2. Lack of manpower: There is a scarcity
of trained and skilled doctors, nurses, technicians, and other medical
personnel. In 2015, India experienced a shortage of 2 million doctors and 4
million nurses. Many talented nurses are known to relocate to other countries
in search of better wages.
3. Inadequate infrastructure: Public
health facilities account for 20% of India's primary healthcare system. The private
sector is responsible for the majority of secondary and tertiary care facilities.

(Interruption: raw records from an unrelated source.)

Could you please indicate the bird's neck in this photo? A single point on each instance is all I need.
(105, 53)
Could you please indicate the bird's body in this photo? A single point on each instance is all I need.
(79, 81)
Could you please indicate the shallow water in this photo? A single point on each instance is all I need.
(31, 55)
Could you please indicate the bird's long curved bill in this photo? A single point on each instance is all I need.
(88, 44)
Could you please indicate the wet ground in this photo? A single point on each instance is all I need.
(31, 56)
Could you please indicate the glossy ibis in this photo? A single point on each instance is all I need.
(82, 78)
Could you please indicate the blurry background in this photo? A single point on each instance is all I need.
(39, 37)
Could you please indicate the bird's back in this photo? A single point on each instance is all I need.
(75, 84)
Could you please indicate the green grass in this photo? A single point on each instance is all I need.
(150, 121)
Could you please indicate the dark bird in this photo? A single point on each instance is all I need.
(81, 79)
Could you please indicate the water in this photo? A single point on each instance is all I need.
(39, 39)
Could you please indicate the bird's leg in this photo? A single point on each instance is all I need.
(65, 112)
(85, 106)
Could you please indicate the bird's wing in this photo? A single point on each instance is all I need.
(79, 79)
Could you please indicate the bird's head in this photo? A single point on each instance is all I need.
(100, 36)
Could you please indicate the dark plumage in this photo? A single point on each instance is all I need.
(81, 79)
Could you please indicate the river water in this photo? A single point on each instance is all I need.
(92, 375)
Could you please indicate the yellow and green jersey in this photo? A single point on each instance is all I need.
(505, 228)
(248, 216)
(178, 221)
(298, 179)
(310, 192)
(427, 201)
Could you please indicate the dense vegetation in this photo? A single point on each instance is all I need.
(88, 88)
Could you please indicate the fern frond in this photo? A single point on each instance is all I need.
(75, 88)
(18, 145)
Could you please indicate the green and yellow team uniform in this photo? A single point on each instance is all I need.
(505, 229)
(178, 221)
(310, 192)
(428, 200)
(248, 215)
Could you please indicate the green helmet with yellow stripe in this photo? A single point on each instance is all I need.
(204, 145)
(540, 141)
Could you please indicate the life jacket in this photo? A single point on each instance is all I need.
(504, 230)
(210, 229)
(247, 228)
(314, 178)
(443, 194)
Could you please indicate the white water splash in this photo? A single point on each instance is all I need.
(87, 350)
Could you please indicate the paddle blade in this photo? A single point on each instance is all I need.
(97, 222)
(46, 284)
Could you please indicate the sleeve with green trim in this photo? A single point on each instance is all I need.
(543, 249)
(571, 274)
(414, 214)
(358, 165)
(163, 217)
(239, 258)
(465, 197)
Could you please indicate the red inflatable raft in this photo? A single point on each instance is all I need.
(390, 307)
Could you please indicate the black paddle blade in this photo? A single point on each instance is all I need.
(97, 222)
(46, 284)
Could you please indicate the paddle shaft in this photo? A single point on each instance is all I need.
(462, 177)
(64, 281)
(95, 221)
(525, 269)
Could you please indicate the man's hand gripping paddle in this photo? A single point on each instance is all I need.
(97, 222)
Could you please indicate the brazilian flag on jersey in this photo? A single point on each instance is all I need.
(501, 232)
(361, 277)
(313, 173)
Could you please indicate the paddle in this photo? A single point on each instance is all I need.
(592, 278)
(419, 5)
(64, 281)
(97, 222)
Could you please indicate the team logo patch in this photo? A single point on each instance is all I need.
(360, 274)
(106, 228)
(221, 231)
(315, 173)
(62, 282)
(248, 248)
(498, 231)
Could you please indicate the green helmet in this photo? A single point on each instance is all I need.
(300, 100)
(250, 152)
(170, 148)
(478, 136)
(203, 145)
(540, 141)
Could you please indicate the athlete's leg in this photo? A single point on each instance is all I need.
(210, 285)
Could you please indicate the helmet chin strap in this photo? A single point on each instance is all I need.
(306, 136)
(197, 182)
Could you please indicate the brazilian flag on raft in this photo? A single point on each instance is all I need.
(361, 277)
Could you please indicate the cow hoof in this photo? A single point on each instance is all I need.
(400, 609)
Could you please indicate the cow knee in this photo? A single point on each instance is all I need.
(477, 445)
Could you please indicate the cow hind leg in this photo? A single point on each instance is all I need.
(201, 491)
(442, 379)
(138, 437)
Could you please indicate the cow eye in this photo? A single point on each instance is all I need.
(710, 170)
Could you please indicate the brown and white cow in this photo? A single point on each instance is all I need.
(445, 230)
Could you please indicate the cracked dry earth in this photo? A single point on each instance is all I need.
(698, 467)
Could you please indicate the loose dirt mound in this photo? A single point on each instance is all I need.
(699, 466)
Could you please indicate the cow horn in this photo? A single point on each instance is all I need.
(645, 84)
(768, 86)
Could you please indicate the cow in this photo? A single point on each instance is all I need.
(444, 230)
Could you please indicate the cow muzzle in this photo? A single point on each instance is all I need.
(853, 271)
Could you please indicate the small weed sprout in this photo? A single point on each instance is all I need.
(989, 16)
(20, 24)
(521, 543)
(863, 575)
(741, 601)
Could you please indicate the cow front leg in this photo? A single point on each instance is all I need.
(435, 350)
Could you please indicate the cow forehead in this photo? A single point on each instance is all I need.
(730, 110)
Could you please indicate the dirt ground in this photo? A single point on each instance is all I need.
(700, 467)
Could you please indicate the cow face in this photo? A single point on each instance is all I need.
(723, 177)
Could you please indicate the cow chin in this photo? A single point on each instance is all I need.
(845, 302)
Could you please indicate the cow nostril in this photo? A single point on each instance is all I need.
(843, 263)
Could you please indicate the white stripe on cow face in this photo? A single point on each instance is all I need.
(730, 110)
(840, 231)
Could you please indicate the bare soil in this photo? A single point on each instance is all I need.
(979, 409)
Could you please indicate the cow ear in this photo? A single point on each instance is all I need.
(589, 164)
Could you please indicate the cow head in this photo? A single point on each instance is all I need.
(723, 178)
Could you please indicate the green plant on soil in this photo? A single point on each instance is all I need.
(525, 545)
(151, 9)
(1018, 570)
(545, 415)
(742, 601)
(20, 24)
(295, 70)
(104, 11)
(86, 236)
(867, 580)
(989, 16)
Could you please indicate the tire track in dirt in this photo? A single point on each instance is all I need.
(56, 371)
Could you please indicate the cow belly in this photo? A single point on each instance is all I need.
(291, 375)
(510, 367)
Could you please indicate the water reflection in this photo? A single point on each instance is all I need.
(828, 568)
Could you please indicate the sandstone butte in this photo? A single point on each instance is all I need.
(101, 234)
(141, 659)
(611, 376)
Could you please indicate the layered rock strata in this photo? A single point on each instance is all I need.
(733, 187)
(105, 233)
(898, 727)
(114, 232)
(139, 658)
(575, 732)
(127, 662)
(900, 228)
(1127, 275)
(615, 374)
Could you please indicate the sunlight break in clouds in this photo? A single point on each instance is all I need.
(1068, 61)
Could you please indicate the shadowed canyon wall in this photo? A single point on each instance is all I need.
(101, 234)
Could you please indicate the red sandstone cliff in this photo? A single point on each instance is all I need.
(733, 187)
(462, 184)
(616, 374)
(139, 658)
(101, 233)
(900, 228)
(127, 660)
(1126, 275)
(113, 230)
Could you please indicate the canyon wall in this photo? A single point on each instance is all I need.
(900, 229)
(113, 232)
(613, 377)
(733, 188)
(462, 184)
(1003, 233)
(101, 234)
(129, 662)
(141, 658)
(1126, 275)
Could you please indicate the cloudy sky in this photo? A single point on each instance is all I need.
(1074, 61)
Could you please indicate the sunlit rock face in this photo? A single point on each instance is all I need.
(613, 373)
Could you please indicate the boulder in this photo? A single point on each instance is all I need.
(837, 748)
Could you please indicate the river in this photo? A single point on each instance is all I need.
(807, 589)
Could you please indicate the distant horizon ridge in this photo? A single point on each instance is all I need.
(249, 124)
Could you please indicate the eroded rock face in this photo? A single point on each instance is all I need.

As a result, if the government spends more money on public healthcare than it
does now, it will be able to do the following:
1. Higher
wages would encourage skilled doctors and workers to remain in India.
2. Medical
professionals and doctors will be able to work in smaller towns and villages
due to higher earnings and improved living conditions.
3. Increased
funding will allow public hospitals to obtain medicines and supplies, receive
uninterrupted water and energy, maintain the facility and keep it clean and
safe, and maintain equipment and ambulances so that they are functioning and
available when needed.
4. Increased
funding for medical and nursing colleges, as well as technical training
institutes, would allow for more seats to be added to existing colleges or the
establishment of new colleges in new locations.
There are
other alternative options for improving healthcare, such as: Promoting domestic
innovation and production (of medical products), Investing more in medical
research, upskilling existing workers and improving medical, nursing, and
technical education, Collaborations with other countries. However, before we
can do this, the government must first raise healthcare funds and repair
fundamental infrastructure.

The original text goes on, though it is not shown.